To Move from Home into a Land Far Away:
The Problem of Getting-by Without Getting Burned-out
Two interesting pieces I’ve recently address the topic of moving from one country to another to see better economic (employment) opportunities:
- Tajja Isen, “Why Success in Canada Means Moving to America,” The Walrus, May 10, 2022.
- Rónán Riordan, “I don’t want to be the guy who went abroad and realised everything is wrong with Ireland,” The Irish Times, May 16, 2022.
So, one from Canada, one from Ireland; but both a part of the former British Empire. (A third, related piece I read last week, concerns an Irish woman leaving London life and returning to Ireland):
- Paula Gahan, “You could drop dead on the street in London and no one would care,” The Irish Times, May 12, 2022.
These three pieces address the problem of “getting by without getting burned out” when living in an urban environment in the West.
Without undergoing severe asceticism and learning to be disciplined as a monk initiate, the struggle to survive persists. Whether one lives in Berlin, Toronto, Dublin, London, or New York, problems don’t go away just because one moves away; often you only exchange one matrix of conflicts for another.
These confessional pieces (told in different ways for different reasons) have stubbornly stuck to me today, probably because, especially for the past year, it has felt most apparent that the City of Austin intends to slowly push me out of its fabled limits.
And one day the city may succeed. And then where would I go? Not Dublin. Not Dallas.
Rónán Riordion went from Kerry to Berlin. But Berlin? It seems a little too close to Moscow for me to move there.
And some acquaintances have suggested Costa Rica, but like the piece where the Canadian comes to accepting the reality that moving to the United States might be best for its author Isen’s prospects, Costa seems like a nice place to retire to if one already has savings or already established steady revenue streams, but if one doesn’t have those foundations already laid, then….

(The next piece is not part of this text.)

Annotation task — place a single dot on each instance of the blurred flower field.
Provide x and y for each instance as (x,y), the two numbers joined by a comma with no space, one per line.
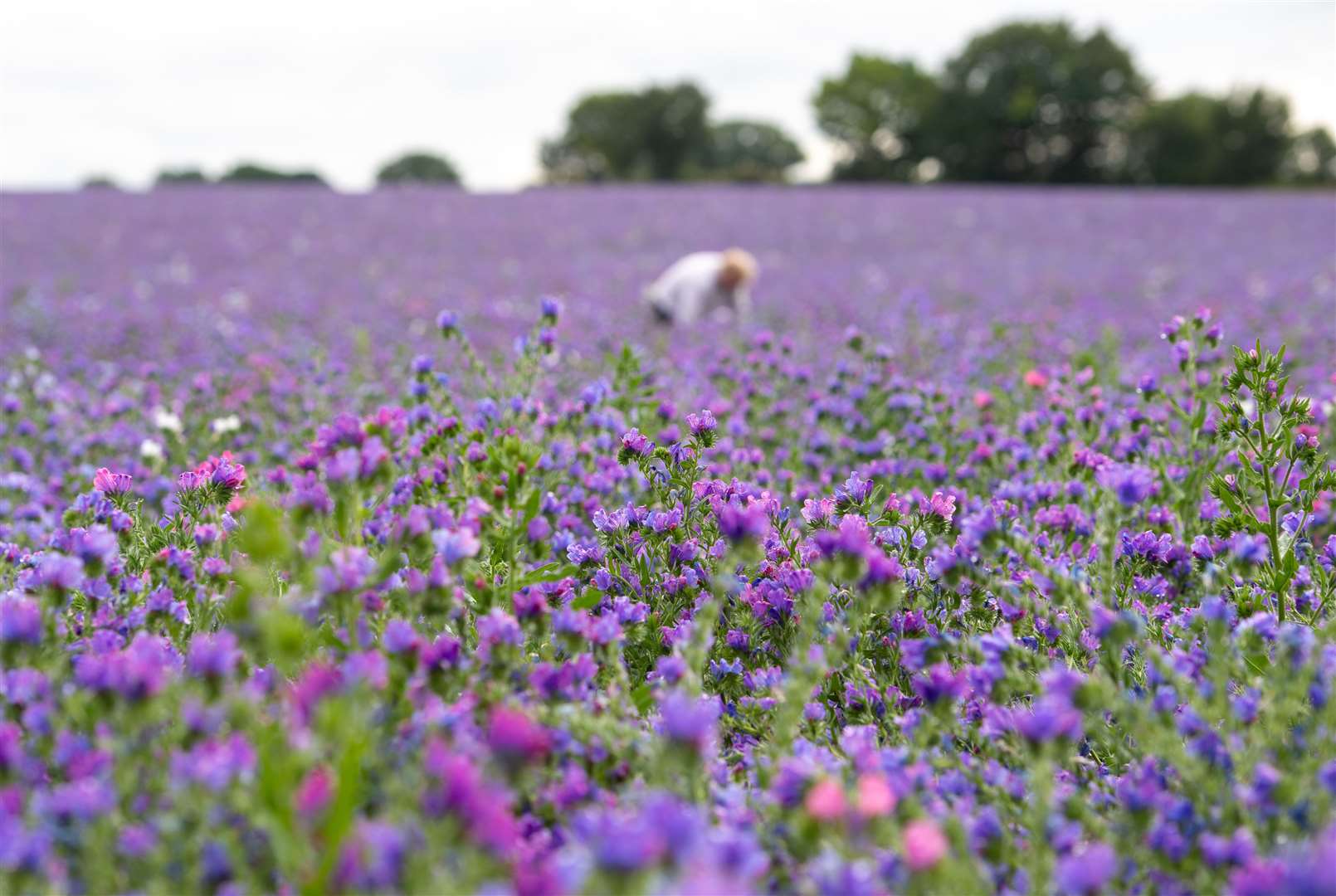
(378,543)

Though I have often imagined myself to be a stubbier, clumsier version of Professor Henry “Indiana” Jones Jr. (for I used to be good at finding arrowheads on the family farm), I remain unsure whether I should start searching for “fortune and glory,” in either the heart of the jungles of Central America or the capital of the former Deutsche Reich. (Probably neither; not when it still seems like everyone else wants to come to Texas.) Yet, as my era (and home) in Austin will surely someday end, I may have little choice in the matter of where to go next.